Prove that there are infinitely many prime numbers $p$ such that $x_1^2+x_2^2+x_3^2 = p$ has no solutions.
So my attempt is the following. Let's look at residues modulo $8$. $x^2$ is either $4$ or $1$ mod $8$. So sum of $3$ squares can not give us residue for instance $7$. According to Dirichlet theorem $8n + 7$ contains infinitely many primes since $(8, 7) = 1$.
Is this a good solution?
The argument is a nice one. One can replace the appeal to Dirichlet's Theorem by an argument that uses facts about quadratic congruences that are proved in most introductory courses.
We will show there are infinitely many primes of the form $8k+7$. Let $q_1,q_2,\dots,q_n$ be primes of this form.

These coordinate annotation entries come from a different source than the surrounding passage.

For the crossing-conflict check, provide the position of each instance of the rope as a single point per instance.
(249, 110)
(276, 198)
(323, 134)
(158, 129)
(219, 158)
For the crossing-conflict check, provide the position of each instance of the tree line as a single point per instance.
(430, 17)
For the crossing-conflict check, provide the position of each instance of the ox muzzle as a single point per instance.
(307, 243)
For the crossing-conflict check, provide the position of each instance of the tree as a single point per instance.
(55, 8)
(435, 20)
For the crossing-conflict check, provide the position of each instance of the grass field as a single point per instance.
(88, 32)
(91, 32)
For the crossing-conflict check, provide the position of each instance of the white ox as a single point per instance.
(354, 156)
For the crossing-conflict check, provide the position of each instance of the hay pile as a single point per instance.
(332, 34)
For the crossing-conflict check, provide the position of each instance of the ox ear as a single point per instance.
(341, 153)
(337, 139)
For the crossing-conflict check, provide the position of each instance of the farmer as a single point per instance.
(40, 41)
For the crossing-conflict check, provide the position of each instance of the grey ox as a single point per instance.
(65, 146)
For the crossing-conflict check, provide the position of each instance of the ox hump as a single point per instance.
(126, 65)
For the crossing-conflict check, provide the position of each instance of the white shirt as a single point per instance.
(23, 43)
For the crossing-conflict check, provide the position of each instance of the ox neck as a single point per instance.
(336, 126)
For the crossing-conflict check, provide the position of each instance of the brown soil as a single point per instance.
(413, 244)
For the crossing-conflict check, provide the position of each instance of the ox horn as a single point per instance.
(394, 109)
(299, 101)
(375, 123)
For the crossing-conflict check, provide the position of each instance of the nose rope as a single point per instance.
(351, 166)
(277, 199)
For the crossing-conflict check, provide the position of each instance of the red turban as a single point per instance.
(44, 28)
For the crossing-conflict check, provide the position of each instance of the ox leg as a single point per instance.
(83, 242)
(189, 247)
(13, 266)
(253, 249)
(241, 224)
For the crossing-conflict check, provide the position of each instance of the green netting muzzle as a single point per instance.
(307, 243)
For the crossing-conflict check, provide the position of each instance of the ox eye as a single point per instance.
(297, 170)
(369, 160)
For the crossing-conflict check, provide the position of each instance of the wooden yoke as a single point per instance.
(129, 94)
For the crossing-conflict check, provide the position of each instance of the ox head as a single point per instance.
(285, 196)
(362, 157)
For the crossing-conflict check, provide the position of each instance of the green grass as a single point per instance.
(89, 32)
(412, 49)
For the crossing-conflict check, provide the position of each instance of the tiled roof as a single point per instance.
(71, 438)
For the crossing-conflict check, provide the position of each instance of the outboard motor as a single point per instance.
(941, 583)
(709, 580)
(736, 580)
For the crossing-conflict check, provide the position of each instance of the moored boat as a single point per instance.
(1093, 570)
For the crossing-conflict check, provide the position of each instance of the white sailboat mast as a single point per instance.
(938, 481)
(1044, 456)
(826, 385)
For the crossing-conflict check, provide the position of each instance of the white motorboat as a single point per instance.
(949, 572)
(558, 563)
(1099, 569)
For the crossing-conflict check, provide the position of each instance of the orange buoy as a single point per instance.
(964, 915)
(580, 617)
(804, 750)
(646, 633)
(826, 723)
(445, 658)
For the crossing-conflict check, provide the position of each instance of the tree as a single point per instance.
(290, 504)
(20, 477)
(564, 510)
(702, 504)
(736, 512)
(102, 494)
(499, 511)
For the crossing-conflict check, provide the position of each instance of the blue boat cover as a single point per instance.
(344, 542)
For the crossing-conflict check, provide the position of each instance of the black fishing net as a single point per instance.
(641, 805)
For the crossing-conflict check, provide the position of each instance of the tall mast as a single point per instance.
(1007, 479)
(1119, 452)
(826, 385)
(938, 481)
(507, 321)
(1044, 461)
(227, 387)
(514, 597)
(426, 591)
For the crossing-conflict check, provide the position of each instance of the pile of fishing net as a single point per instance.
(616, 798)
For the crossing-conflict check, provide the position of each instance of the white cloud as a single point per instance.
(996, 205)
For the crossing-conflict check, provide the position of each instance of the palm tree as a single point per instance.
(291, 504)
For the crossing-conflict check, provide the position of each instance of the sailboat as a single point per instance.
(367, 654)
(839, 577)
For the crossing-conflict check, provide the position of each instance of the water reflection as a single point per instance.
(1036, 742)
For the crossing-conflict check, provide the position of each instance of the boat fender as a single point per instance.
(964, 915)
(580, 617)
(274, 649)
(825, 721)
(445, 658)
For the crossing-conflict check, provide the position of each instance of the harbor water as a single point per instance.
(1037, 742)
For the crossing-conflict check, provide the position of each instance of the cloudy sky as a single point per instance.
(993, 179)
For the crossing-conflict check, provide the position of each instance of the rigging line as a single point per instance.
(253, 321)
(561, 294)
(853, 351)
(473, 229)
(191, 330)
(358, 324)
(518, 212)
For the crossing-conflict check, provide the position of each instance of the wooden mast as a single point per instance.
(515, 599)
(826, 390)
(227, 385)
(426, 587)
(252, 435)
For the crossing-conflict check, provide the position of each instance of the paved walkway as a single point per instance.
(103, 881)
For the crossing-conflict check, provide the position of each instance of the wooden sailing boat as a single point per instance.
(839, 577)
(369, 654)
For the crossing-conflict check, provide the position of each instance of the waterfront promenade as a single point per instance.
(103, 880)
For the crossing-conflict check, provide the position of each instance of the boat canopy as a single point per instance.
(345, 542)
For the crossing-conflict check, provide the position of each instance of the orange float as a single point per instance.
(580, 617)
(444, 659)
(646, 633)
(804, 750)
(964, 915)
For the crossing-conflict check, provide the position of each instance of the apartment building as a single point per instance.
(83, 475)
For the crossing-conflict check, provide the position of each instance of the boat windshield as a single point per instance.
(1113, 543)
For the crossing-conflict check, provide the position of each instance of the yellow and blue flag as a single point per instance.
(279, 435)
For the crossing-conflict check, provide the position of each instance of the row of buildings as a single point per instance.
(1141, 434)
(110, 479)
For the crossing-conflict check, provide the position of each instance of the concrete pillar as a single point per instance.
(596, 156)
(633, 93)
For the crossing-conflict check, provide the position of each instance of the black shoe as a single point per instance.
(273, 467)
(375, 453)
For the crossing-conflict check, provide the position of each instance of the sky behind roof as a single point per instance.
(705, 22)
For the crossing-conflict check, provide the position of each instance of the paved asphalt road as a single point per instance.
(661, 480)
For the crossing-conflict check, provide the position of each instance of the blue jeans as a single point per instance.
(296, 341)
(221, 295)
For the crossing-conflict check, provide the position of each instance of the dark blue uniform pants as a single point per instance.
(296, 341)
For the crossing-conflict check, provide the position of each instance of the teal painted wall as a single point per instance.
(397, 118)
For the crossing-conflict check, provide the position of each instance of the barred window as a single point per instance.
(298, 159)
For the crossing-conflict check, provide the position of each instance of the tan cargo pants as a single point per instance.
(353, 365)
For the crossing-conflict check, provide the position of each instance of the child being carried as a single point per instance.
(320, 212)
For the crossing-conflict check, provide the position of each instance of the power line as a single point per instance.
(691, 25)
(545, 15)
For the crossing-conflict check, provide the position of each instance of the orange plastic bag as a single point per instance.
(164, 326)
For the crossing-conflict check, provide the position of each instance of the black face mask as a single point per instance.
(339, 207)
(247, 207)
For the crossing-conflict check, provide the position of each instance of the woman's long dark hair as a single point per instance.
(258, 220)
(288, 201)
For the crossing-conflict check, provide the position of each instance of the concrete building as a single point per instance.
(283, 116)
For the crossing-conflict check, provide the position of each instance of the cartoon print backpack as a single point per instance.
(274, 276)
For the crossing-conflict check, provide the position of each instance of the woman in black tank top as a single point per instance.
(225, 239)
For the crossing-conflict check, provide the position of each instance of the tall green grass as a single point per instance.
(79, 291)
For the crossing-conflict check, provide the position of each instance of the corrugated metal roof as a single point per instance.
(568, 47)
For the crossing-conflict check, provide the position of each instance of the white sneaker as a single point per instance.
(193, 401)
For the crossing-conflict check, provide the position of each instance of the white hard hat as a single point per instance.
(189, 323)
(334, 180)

We show there is a prime $p$ of this form that is different from all the $q_i$.
Let $N=(q_1q_2\cdots q_n)^2-2$. If $q$ is a prime divisor of $N$, then the congruence $x^2\equiv 2\pmod{q}$ has a solution $q_1q_2\cdots q_n$. Since $N$ is odd, by a standard result we must have $q\equiv \pm 1\pmod{8}$. But not all the prime divisors of $N$ can be of the form $8k+1$, else $N$ would be of that form. But it isn't.
Thus $N$ has a prime divisor $p$ of the form $8k+7$. It is clear that $p$ cannot be any of the $q_i$.